Gillan — Future Shock
Ian Gillan’s eponymous act tends to get lost in the shuffle between his groundbreaking run with Deep Purple Mk II and Born Again, his misunderstood one-off with Black Sabbath. There’s a reason: look at what bands like Judas Priest, Iron Maiden, and Ozzy Osbourne’s solo act accomplished at the same time. Still, as far as Deeper Purple releases go, Future Shock stacks up very favorably against Whitesnake’s rote blues revivalism and (post-Dio) Rainbow’s AOR glop.
Frob — Frob
Their name doesn’t quite sit right, sounding somewhere between an amphibian and a slang term for trouble, and these non-Krautrocking Germans’ only album lands in a similar liminal space. This self-titled 1976 effort sits on the boundary between heavy prog rock and jazz. No vocals to ruin the experience, just four musicians (on guitar, keys, bass, and drums) bouncing off each other.
Joe Muggs
Kokoroko — Tuff Times Never Last
It’s possible that the London jazz / Afrobeat collective Kokoroko had the vast success of their mellow and dreamy first released tune “Abusey Junction” in the rear view mirror when they made this album. Having expanded into much more maximalist and energetic vibes on their 2022 debut album Could We Be More, here they’ve very much returned to the relaxed “Abusey” feel.
Dimorphodons — Waui
This is a perfect example of transcending “record collector rock.” One-man-band Will Twynham clearly knows his psychedelic stuff and isn’t afraid to overtly reference lots of touchstones that an old school record shop dude might give you the hard sell on: Loop, Can, Love, Syd Barrett, Add N to (X), Silver Apples, 13th Floor Elevators, and a whole of lot more obscure acts besides (as well as more populist ones, e.g. there are lashings of T Rex here).

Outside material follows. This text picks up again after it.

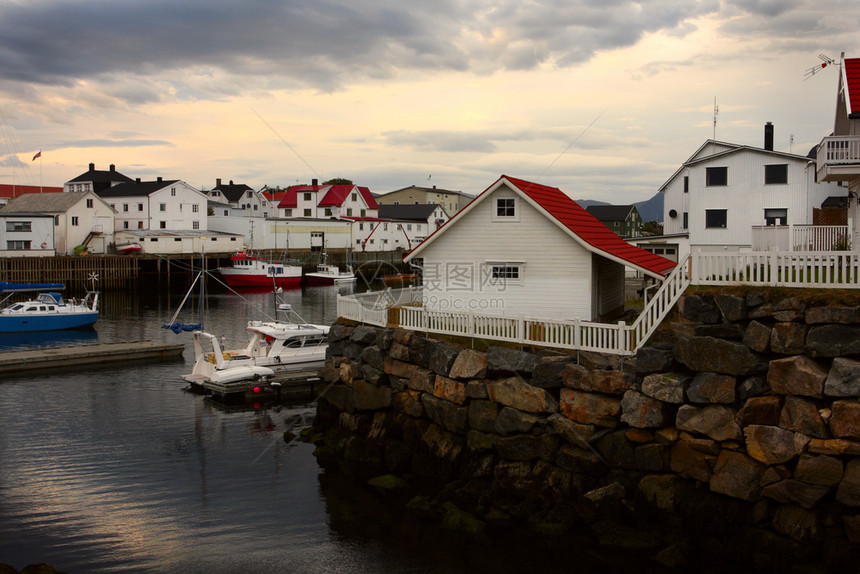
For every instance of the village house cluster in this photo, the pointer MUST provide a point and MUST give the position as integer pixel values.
(726, 197)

But the miracle of this debut album is that he doesn’t sound like he’s copying anything, nor reverently presenting the past as superior.
NZO — Come Alive
The mysterious NZO is from Sheffield, South Yorkshire, and it shows. Her beats are hyper-modern, and hyper-funky, but like a long tradition running from Cabaret Voltaire through the early WARP Records experimenters like Sweet Exorcist, to Mark Fell and his son Rian Treanor, she channels the innate clank and clang of a city that was built on metalworking — founded on foundries, as it were.